Der KI-Generator menschlicher Stimme in Adobe Audition unterstützt die deutsche Sprache.
(Bild: Martins)

Overdub von Descript (mit Lyrebird AI) bietet eine ähnliche Software zur Stimmsynthese und -Bearbeitung für Medienschaffende. Bestimmungsgemäße Nutzungsszenarien umfassen unter anderem das Erzeugen von Voiceovern. Der Benutzer nimmt seine Stimme auf und kann dann beliebiges Sprachmaterial durch reine Sprachsynthese mit KI erzeugen. Auch andersherum wird auch ein Schuh daraus. Die Software ist unter anderem bei englischsprachigen Podcastern sehr beliebt.

Adobe hat erhebliche Mühe investiert, um das synthetisierte Audio für forensische Tools erkennbar zu machen – in Anerkennung der Tatsache, dass die mächtige Technologie in den falschen Händen großes Unheil anrichten kann. Es ist nicht klar, welche Schritte Overdub dahingehend unternommen hat. Denn NVIDIA experimentiert mit einem generativen, kontradiktorischen neuronalen Netzwerk namens GauGAN für die Synthese visueller Medien.

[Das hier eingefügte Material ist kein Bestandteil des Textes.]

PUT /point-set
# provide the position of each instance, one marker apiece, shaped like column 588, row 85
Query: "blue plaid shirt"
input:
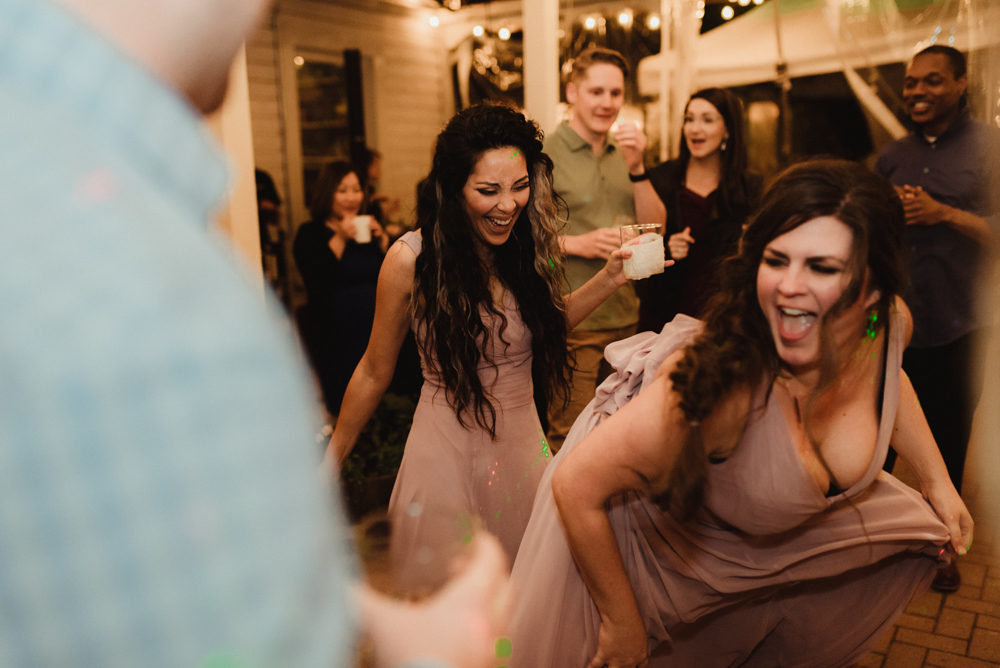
column 159, row 500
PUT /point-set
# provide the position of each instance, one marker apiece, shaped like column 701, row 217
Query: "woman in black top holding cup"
column 708, row 195
column 338, row 254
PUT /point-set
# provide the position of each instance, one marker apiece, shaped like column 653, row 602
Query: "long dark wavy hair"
column 736, row 348
column 453, row 281
column 732, row 190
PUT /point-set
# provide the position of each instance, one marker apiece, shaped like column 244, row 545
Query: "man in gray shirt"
column 943, row 173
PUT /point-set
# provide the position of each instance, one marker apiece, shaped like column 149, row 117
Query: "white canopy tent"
column 823, row 36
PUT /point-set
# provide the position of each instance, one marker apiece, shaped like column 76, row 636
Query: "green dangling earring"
column 871, row 331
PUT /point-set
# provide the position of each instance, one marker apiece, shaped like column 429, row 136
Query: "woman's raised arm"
column 374, row 372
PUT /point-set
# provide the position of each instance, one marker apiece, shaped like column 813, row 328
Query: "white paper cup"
column 362, row 229
column 647, row 249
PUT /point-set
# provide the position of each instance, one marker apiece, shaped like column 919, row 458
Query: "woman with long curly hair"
column 480, row 284
column 723, row 503
column 709, row 195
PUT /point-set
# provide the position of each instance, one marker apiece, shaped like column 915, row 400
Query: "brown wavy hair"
column 736, row 347
column 452, row 281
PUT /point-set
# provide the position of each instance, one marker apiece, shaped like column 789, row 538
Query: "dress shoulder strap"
column 413, row 240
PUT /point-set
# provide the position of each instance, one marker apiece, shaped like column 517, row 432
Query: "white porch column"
column 231, row 125
column 541, row 61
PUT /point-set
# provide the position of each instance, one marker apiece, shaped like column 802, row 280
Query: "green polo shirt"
column 596, row 189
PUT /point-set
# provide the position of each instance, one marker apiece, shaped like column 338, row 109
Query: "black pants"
column 948, row 382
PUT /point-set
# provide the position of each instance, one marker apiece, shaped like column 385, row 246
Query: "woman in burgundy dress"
column 708, row 195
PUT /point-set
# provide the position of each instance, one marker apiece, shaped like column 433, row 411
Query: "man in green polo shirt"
column 600, row 177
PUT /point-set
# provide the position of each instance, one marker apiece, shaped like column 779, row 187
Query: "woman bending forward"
column 723, row 500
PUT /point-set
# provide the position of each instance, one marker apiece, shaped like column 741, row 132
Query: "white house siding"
column 407, row 92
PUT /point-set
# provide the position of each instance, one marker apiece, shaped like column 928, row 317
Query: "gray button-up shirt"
column 945, row 265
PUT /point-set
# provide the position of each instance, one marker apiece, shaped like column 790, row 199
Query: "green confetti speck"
column 504, row 647
column 222, row 660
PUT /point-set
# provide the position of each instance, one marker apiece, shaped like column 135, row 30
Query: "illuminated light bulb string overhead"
column 712, row 14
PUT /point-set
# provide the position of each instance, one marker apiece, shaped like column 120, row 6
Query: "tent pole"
column 785, row 83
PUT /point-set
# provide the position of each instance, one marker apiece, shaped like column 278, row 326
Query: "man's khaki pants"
column 591, row 370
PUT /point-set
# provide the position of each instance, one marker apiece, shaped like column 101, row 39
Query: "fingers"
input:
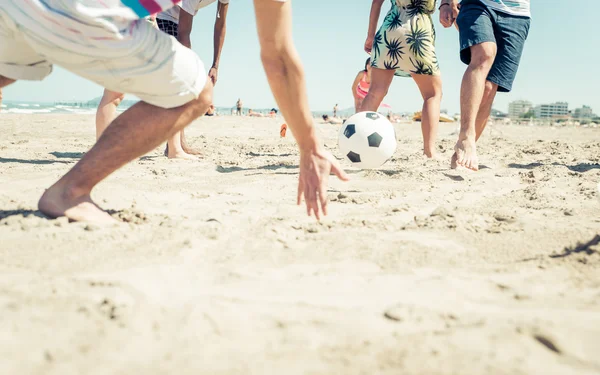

Dieser KI-Bildgenerator nutzt NVIDIAs generisches kontradiktorisches Netzwerk GauGAN, um Bildmaterial aus semantischen Anweisungen zu erzeugen. Links: die semantische Segmentierungskarte, rechts das Resultat.
Dieser KI-Bildgenerator nutzt NVIDIAs generisches kontradiktorisches Netzwerk GauGAN, um Bildmaterial aus semantischen Anweisungen zu erzeugen. Links: die semantische Segmentierungskarte, rechts das Resultat.
(Bild: NVIDIA)

Echt täuschend oder täuschend echt?

Der Sicherheitsspezialist Symantec hat im vergangenen Jahr drei separate Vorfälle von Cyber-Diebstahl mit Deepfakes gemeldet.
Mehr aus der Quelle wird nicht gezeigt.